Eolian transported materials contribute to soil formation in distant places. Windblown loess deposits occur worldwide and can develop into good agricultural soils. These fine-grained clays and silts are moved by the wind many kilometers, where they are redeposited in unstratified, homogeneous deposits. The binding strength of loess causes it to weather and erode in steep bluffs, or vertical faces. Significant accumulations throughout the Mississippi and Missouri valleys form continuous deposits 15–30 m (50–100 ft) thick. Loess deposits also occur in eastern Washington State, Idaho, much of Ukraine, central Europe, China, the Pampas–Patagonia regions of Argentina, and lowland New Zealand.

 

DESERT LANDSCAPES

 

Dry and semiarid climates occupy about 35% of earth’s land surface.
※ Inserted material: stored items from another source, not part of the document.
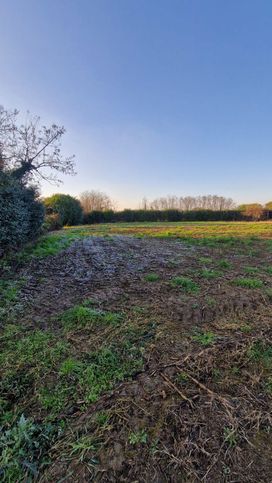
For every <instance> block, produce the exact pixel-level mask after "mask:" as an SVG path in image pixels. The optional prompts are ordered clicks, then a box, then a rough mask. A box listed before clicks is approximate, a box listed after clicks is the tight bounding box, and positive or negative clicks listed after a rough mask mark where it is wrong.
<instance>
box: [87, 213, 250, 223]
mask: <svg viewBox="0 0 272 483" xmlns="http://www.w3.org/2000/svg"><path fill="white" fill-rule="evenodd" d="M248 219H249V218H248V216H245V215H244V214H243V213H242V212H241V211H238V210H225V211H212V210H192V211H180V210H123V211H113V210H108V211H91V212H89V213H85V214H84V219H83V223H85V224H92V223H113V222H126V223H131V222H152V221H155V222H156V221H170V222H172V221H238V220H248Z"/></svg>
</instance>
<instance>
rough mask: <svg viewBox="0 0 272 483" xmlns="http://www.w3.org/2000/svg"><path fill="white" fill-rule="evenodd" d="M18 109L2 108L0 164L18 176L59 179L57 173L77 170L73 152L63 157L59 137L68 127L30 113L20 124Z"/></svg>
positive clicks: (67, 172)
mask: <svg viewBox="0 0 272 483" xmlns="http://www.w3.org/2000/svg"><path fill="white" fill-rule="evenodd" d="M18 115H19V112H18V111H16V110H15V111H8V110H6V109H4V108H3V107H1V108H0V159H1V161H0V162H1V166H2V168H4V169H8V170H10V171H12V172H13V175H14V177H16V178H18V179H22V178H24V179H33V178H34V179H36V180H39V179H40V178H43V179H46V180H47V181H51V182H55V183H59V182H60V180H59V179H58V177H57V173H65V174H74V156H69V157H64V156H62V154H61V150H60V146H61V143H60V140H61V137H62V136H63V134H64V133H65V129H64V127H63V126H58V125H57V124H52V125H51V126H43V125H41V123H40V118H39V117H38V116H31V115H30V114H29V113H28V115H27V119H26V121H25V123H24V124H19V121H18Z"/></svg>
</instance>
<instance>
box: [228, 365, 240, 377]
mask: <svg viewBox="0 0 272 483" xmlns="http://www.w3.org/2000/svg"><path fill="white" fill-rule="evenodd" d="M230 371H231V373H232V374H233V375H234V376H238V375H239V374H240V373H241V369H240V368H239V367H237V366H232V367H231V369H230Z"/></svg>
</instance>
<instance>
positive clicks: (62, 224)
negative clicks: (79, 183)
mask: <svg viewBox="0 0 272 483" xmlns="http://www.w3.org/2000/svg"><path fill="white" fill-rule="evenodd" d="M43 202H44V205H45V208H46V214H47V215H52V214H57V215H58V216H59V221H60V223H61V225H79V224H80V223H81V222H82V219H83V211H82V207H81V205H80V202H79V201H78V200H77V199H76V198H73V197H72V196H70V195H63V194H55V195H52V196H50V197H48V198H45V199H44V200H43Z"/></svg>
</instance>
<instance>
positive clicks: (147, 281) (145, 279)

The spatial distribution of these dry lands is related to subtropical high-pressure cells between 15° and 35° N and S, to rain shadows on the lee side of mountain ranges, or to areas at great distance from moisture-bearing air masses, such as central Asia. Water events are rare, yet running water is still the major erosional agent in deserts. Precipitation events may be rare, but when they do occur, a dry streambed may fill with a torrent called a flash flood. Depending on the region, such a dry streambed is known as a wash, an arroyo (Spanish), or a wadi (Arabic). As runoff water evaporates, salt crusts may be left behind on the desert floor. An intermittently wet and dry low area in a region of closed drainage is called a playa, site of an ephemeral lake when water is present.

 

In arid climates, a prominent landform is the alluvial fan at the mouth of a canyon where it exits into a valley. The fan is produced by flowing water that abruptly loses velocity as it leaves the constricted channel of the canyon and deposits a layer of sediment along the mountain block. A continuous apron, or bajada, may form if individual alluvial fans coalesce. In a dry region, weak surface materials may weather to a complex, rugged low topography, called a badland. A province is a large region that is characterized by several geologic or physiographic traits. The Basin and Range Province of the western United States consists of alternating basins and mountain ranges. A slope-and-basin area between the crests of two adjacent ridges in a dry region of interior drainage is termed a bolson. Desertification is the process that leads to unwanted expansion of the Earth’s desert lands.